Le malade qui a une personne de sa famille pouvant s’occuper de lui doit savoir que cette dernière à le droit de demander à son employeur un congé pour soutien familial.

Celui-ci peut atteindre 3 mois et peut être renouvelé 4 fois.

Attention : elle ne touchera pas d’argent pour cela de la part de l’état ni de son patron

En contrepartie, ce dernier ne peut pas s’y opposer si la demande est faite dans les formes : préavis de 2 mois et 2 ans d’ancienneté.

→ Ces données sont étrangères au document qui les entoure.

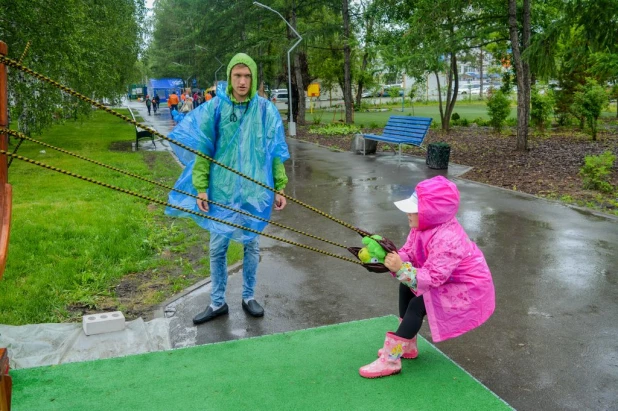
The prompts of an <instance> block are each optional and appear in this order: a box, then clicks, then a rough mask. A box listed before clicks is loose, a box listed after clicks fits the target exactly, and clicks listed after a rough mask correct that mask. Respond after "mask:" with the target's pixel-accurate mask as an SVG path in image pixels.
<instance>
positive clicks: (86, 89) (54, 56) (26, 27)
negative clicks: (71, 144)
mask: <svg viewBox="0 0 618 411" xmlns="http://www.w3.org/2000/svg"><path fill="white" fill-rule="evenodd" d="M144 14H145V8H144V4H143V1H141V0H140V1H138V0H101V1H97V2H84V1H79V0H66V1H63V2H50V1H46V0H29V1H27V2H22V1H5V0H2V1H0V16H2V17H0V39H2V40H3V41H4V42H6V43H7V45H8V48H9V56H8V57H10V58H13V59H15V60H20V58H21V57H22V53H23V51H24V49H25V48H26V44H27V43H28V42H29V44H30V47H29V49H28V53H26V54H25V55H24V56H23V61H22V63H23V64H24V65H26V66H28V67H29V68H31V69H32V70H34V71H37V72H40V73H41V74H44V75H46V76H48V77H51V78H53V79H54V80H57V81H58V82H60V83H61V84H64V85H66V86H68V87H70V88H73V89H75V90H77V91H79V92H81V93H82V94H85V95H87V96H88V97H93V98H95V99H99V100H103V99H110V100H117V99H118V98H119V97H120V96H121V95H122V94H124V92H125V91H126V87H127V85H128V79H129V78H130V77H131V76H132V73H133V70H134V63H135V61H136V60H137V56H138V53H139V51H140V46H141V33H142V23H141V22H143V18H144ZM9 95H10V97H9V112H10V116H11V119H12V121H15V120H17V122H18V127H19V129H20V131H22V132H25V133H26V134H31V133H37V132H40V131H41V130H42V129H44V128H45V127H47V126H49V125H50V124H52V123H53V122H54V121H58V120H62V119H64V118H67V117H75V116H77V115H78V114H79V113H89V112H90V106H89V105H88V104H85V103H81V102H79V101H78V100H76V99H75V98H73V97H69V96H67V95H65V94H63V93H62V92H61V91H59V90H58V89H56V88H54V87H53V86H51V85H48V84H46V83H43V82H41V81H38V80H36V79H34V78H32V77H30V76H28V75H26V74H24V73H22V72H19V71H17V70H10V74H9Z"/></svg>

Le salarié est également assuré de retrouver son emploi à son retour et il continu même de cotiser pour sa retraite pendant cette période d’indisponibilité.

La mise en invalidité

Une maladie longue suppose qu’on s’organise aussi (et surtout) financièrement parlant. Si un salarié peut commencer par le congé maladie, il va à un moment avoir épuisé ses droits, et devra trouver d’autres sources de revenus.

La mise en invalidité, par exemple, en est une pour ceux qui travaillent dans le privé.

Qui y a droit ?

Pour pouvoir y prétendre, il ne faut pas avoir atteint l’âge de le retraite et être reconnu comme ne pouvant pas travaillé.

La pension, elle, sera calculée sur le salaire que vous touchiez avant votre maladie, et évoluera en fonction de l’incapacité : de 30 à 50 % du salaire annuel moyen. Bon à savoir : un cumul avec l’AAH est parfois possible.

Les personnes qui peuvent vous aider

Plusieurs personne sont susceptibles de répondre à vos questions et de faire avancer le dossier : médecin de famille, travailleur social, CAF… Il est toutefois bon de ne pas se précipiter pour une mise en invalidité.

Celle-ci peut être contre productive financièrement parlant par rapport aux indemnités journalières de la sécurité sociale qui peuvent être versées pendant 3 ans.

Bien peser le pour et le contre et s’informer de ses droits avant de se lancer dans cette procédure. Si vous vous apercevez de votre erreur sous 30 jours, vous avez 1 mois pour déposer un recours.

La retraite anticipée

Etre atteint d’une maladie grave, c’est aussi parfois devoir partir à la retraite un petit peu plus tôt que prévu (à 60 ans) et avoir le droit de le faire si le médecin conseil de la sécu le juge nécessaire et possible.

Partir plus tôt, dans ce cas précis, n’empêche pas de toucher sa pension à taux plein. Mais que faire quand l’incapacité est plus précoce dans le temps, à 45 ans par exemple ?

C’est bien le problème. La mise en invalidité s’impose, mais entrainera une grosse perte en pouvoir d’achat.

Financer les frais d’un garde malade

C’est le poste de dépense qui fait le plus peur, de par l’ampleur de son coût. Le garde malade va accomplir toutes les tâches nécessaires pour le bien être de la personne concernée, sans être forcément une infirmière.

Son rôle est très important, moralement et physiquement, jour et nuit, semaine comme week-end. Son recrutement peut se faire via une association ou le CCAS.

Qui prend en charge les frais ?

Pour les frais, tout dépend si celui-ci est nécessaire à court terme ou à moyen terme.

La CNAV (caisse vieillesse) peut par exemple prendre en charge les situations urgentes, ou du moins un pourcentage de la dépense sous conditions de ressources.

Et la CPAM ?

Même chose pour la CPAM, en ce qui concerne notamment les soins palliatifs à domicile, même s’il y a un plafond des dépenses pris en charge à ne pas dépasser.

Pensez aussi aux réductions d’impôts s’il s’agit d’une personne employée à domicile.

Non seulement l’aide financière est ici importante, mais elle est nécessaire, à moins d’être millionnaire, tant les charges en cas de longue maladie sont lourdes.